La Cina, dal passato predominio continentale va oggi proiettandosi come potenza anche marittima, inalberando il progetto di Belt and Road ben oltre l’ambito dei suoi immediati vicini. Con particolare apparente incisività nel continente africano nel quale, oltre a procurarsi risorse minerarie ed agricole, intende espandere la sua influenza politica e strategica. Costruendovi una “trappola del debito” mediante progetti infrastrutturali, dall’Etiopia all’Angola, finanziati con prestiti a bassi tassi di interesse e l’impiego di proprie maestranze: dalla nuova sede dell’Unione Africana alla ferrovia da Addis Abeba a Gibuti, dove Pechino ha ottenuto la sua prima base navale oltremare. Il tutto alla luce del sole: nell’anno scorso, a Pechino, si sono svolti ben due Forum sino-africani, rispettivamente sulla cooperazione economica e sulla sicurezza militare.
Vi è da chiedersi se i Paesi arabi del Nordafrica, membri dell’Unione Africana (UA), possano proporsi come anello di congiunzione fra il continente e l’Europa, in ambo i sensi. Appare però difficile che il mondo arabo, in altre faccende affaccendato oltre che oberato da un passato per molti versi di impronta coloniale, possa ambire ad una funzione di guida dell’intero continente. Che Boutros Ghali aveva avviato, e Gheddafi, autoproclamandosi leader del continente, aveva riproposto pro domo sua, elargendo (al Sudafrica, alla Costa d’Avorio, al Niger, alla Tanzania, all’Uganda, allo Zambia) prestiti fino a 67 miliardi di dollari, dei quali l’attuale governo di Tripoli tenta ora di ottenere il rimborso. Un importante segnale dell’interessamento arabo è stato peraltro fornito dall’accordo fra Etiopia ed Eritrea, conseguito con la mediazione, anche finanziaria, dell’Arabia saudita e degli Emirati. Nell’anno in corso, la presidenza dell’UA spetta all’Egitto. Nella sua agenda figurano tre principali progetti: la normalizzazione della situazione in Libia, la lotta al terrorismo, le migrazioni. Questioni di particolare interesse italiano, che giustificherebbero pertanto il concorso della stessa Unione Europea. Sarebbe infatti prevista l’esplorazione di un “partenariato strategico” con l’UE.
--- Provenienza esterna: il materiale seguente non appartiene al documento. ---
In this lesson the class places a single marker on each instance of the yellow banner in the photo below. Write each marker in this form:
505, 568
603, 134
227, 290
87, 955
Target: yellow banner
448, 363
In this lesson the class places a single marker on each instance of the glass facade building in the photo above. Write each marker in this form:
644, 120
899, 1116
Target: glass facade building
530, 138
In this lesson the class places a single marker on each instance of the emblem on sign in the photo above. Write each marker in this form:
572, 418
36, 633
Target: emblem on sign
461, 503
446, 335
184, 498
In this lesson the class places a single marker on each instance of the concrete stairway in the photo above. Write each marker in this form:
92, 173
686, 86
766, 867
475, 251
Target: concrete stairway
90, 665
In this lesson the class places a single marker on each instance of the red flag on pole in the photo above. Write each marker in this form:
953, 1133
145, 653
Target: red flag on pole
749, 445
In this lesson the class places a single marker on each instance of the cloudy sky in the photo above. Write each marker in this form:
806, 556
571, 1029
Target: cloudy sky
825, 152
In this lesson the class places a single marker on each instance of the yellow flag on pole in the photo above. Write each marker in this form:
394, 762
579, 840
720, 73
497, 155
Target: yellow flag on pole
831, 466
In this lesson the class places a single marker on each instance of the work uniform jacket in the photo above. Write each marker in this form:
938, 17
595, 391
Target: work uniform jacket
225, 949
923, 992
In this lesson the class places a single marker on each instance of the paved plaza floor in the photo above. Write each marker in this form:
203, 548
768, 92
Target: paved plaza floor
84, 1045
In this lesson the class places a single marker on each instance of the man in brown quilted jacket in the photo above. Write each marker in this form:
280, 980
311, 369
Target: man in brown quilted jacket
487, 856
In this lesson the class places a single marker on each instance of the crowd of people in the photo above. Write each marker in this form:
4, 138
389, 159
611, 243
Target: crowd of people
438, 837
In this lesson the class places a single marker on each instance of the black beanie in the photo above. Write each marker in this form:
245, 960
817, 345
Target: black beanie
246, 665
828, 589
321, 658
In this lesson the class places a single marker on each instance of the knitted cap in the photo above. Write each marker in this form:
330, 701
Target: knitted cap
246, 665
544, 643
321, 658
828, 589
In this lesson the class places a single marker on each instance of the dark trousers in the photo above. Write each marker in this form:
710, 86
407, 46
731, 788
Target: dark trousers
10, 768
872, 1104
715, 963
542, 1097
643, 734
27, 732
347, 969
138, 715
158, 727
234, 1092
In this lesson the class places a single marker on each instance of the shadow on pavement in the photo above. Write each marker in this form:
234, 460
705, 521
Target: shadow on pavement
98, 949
Non che, dal canto loro, anche nell’ambito di una organizzazione continentale in corso di consolidamento, gli africani non si stiano coordinando. Oltre alle iniziative sub-regionali di ordine prevalentemente economico e commerciale, continua lo sviluppo di predisposizioni per la prevenzione dei conflitti e la ricostruzione post-conflitto. Anche se croniche appaiono ancora alcune situazioni di crisi, non manca qualche segnale confortante: il “G5 del Sahel”, comprendente Burkina Faso, Mali, Mauritania, Niger e Ciad, ha messo assieme una forza militare congiunta di 4000 uomini per contrastare il terrorismo nella fascia sahariana. La configurazione politica ed economica del continente andrebbe però ristrutturata con formule multilaterali che promuovano e disciplinino il coinvolgimento, la compartecipazione internazionale.
Anne-Marie Slaughter, già a capo dell’unità di pianificazione del Dipartimento di Stato nell’amministrazione Obama, aveva ipotizzato la costituzione di un rapporto transatlantico allargato all’emisfero meridionale che, rinnegando implicitamente la Dottrina Monroe, coinvolgesse anche l’America Latina e l’Africa in una strategia di ordine politico ed economico condivisa. L’avvento di Trump può aver rinviato l’innesco di un tale progetto.
Ad evitare che quel continente, troppo a lungo trascurato, diventi il luogo di confronto fra le autoproclamatesi grandi potenze, è l’Europa, che grande potenza non è più né aspira a tornare ad essere, che dovrebbe potervisi dedicare.